Gabo parou de analisar a bomba e olhou nos olhos dela. O caos do apartamento, o tique-taque do relógio, tudo desapareceu. Havia uma aceitação terrível em seu rosto, uma que ele se recusava a espelhar.

— Eu já perdi tudo uma vez, Elena. Perdi meu parceiro, minha carreira, perdi você. Não vou perder mais ninguém. Se esta cidade precisa de um mártir, que seja eu. Mas não vou deixar você para trás.

Ele se virou para Valéria, uma nova determinação queimando em seus olhos.

— Plano B. Força bruta.

— Não existe força bruta com mercúrio! — protestou Valéria.

— Existe se você mudar o estado dele — Gabo correu para a cozinha, arrancando a porta da geladeira velha com um puxão violento. Ele enfiou a mão por trás, ignorando a dor, e rasgou o compressor. O gás refrigerante sibilou, gelado.

— Não é nitrogênio, mas é frio pra cacete! — Gabo voltou com o tubo vazando, a névoa branca sibilando.

Ele olhou para o sensor de mercúrio. Era pequeno, delicado. Se o jato de gás empurrasse o mercúrio, explodiria.

— Val, eu vou segurar o sensor — disse Gabo. — Vou congelar minha mão junto com ele para estabilizar.

— Gabo, isso vai necrose seus dedos!

— Melhor os dedos do que a Elena. Corta o fio vermelho quando eu der o sinal. Se explodir, eu levo o impacto.

Gabo não esperou. Ele agarrou o sensor com a mão esquerda nua e aplicou o gás. A dor foi imediata, como se mil agulhas de vidro perfurassem sua pele. O frio queimava mais que fogo. Ele viu a pele dos dedos ficar branca, depois cinza.

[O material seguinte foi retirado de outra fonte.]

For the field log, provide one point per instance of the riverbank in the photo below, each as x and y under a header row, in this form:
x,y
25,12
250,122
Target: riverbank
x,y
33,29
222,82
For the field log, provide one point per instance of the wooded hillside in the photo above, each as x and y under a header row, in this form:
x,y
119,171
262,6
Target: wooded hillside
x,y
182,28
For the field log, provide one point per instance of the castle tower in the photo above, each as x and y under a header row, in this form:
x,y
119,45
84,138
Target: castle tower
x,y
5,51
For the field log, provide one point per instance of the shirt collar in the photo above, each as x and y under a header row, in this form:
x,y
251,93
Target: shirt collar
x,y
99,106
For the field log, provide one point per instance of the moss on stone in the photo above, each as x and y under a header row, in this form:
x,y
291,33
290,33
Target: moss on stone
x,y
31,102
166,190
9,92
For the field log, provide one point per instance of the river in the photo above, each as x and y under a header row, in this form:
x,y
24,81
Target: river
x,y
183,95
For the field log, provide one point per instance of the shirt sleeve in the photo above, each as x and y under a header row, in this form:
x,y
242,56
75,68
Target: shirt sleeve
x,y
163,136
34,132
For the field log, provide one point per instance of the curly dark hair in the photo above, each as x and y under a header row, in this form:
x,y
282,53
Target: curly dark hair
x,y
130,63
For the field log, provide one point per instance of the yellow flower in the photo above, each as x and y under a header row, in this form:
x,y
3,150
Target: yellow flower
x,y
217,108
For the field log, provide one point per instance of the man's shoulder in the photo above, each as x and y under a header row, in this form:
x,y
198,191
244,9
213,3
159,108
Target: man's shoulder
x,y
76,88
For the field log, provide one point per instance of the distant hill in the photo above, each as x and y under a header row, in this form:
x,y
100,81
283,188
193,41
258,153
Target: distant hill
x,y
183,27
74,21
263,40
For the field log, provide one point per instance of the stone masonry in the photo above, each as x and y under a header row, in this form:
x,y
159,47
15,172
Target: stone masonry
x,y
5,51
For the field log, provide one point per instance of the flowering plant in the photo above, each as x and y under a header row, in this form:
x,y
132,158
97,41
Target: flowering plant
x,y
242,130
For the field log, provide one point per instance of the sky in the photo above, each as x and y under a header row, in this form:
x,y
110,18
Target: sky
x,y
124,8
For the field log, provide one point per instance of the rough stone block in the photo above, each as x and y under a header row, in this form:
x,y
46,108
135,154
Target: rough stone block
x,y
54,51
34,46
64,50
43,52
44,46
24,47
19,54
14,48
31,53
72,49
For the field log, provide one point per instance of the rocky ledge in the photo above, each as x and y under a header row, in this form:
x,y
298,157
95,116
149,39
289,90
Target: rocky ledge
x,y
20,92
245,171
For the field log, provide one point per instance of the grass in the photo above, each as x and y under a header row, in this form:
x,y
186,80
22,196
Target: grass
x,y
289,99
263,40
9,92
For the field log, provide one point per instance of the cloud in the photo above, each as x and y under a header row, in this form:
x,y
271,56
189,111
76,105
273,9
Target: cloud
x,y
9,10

O contador congelou em 00:03.

— AGORA, PORRA! — gritou ele, os dentes trincados de agonia. Nesse tempo, você corta o fio do detonador.

— E qual é o fio do detonador?! O vermelho ou o azul?

— Escolha um. Se errar, o problema acaba para todos nós.

O contador tremeu em 00:02.

— Faça! — gritou Valéria.

Gabo apontou o tubo para o coração da bomba. O gás jorrou, cobrindo o sensor de mercúrio com uma camada de gelo. O display digital tremeluziu, os números congelando em 00:03.

— AGORA!

Com a mão firme, Valéria enfiou seu canivete na fiação e cortou o fio vermelho.

Um silêncio ensurdecedor.

O display se apagou. A luzinha vermelha piscou uma última vez e morreu.

Gabo caiu de joelhos, o ar saindo de seus pulmões num silvo. Ele não abraçou Elena imediatamente. Ele apenas ficou ali, a cabeça baixa, o alívio tão pesado quanto o medo. Ele tinha escolhido. Ele tinha se recusado a sacrificar outra pessoa, mesmo que isso significasse o sacrifício de todos.

Elena, soluçando, conseguiu se desvencilhar das cordas soltas. Ela não o abraçou. Em vez disso, pegou uma pasta escondida sob a cadeira.

— Eles não vieram só por mim, Gabo. Vieram por isto.

Ela estendeu a pasta.

— O que é? — perguntou ele, a voz rouca.

— Um seguro de vida. Do seu pai. Ele me entregou semanas antes de... morrer. Disse que você não estava pronto, mas que um dia precisaria.

Gabo abriu a pasta. Plantas. Códigos. A arquitetura completa da Torre de Transmissão.

— Controle total... — sussurrou Valéria, olhando por cima do ombro dele. — Gabo, isso... isso não é só para desligar a Rede. É para tomar o controle dela.

Gabo olhou para a janela, para a silhueta da Torre contra o céu doente. A verdade o atingiu, não como um raio, mas como um peso esmagador.

— Ele não é o vilão. Ele é a bateria. O Gamemaster o está usando.

Ele se levantou, o corpo dolorido, mas a mente afiada. Beijou a testa de Elena, um gesto rápido, final.

— Fique aqui. Tranque tudo.

— Onde você vai?

Valéria já estava na porta, segurando o lançador "Leviatã" que recuperara do carro. A arma parecia uma extensão sombria de sua própria determinação.

— Vou buscar meu pai — disse Gabo, a voz ressoando com o peso de uma promessa antiga. — E vou queimar o resto até as cinzas.

Eles saíram para a noite. A Tempestade Final havia chegado.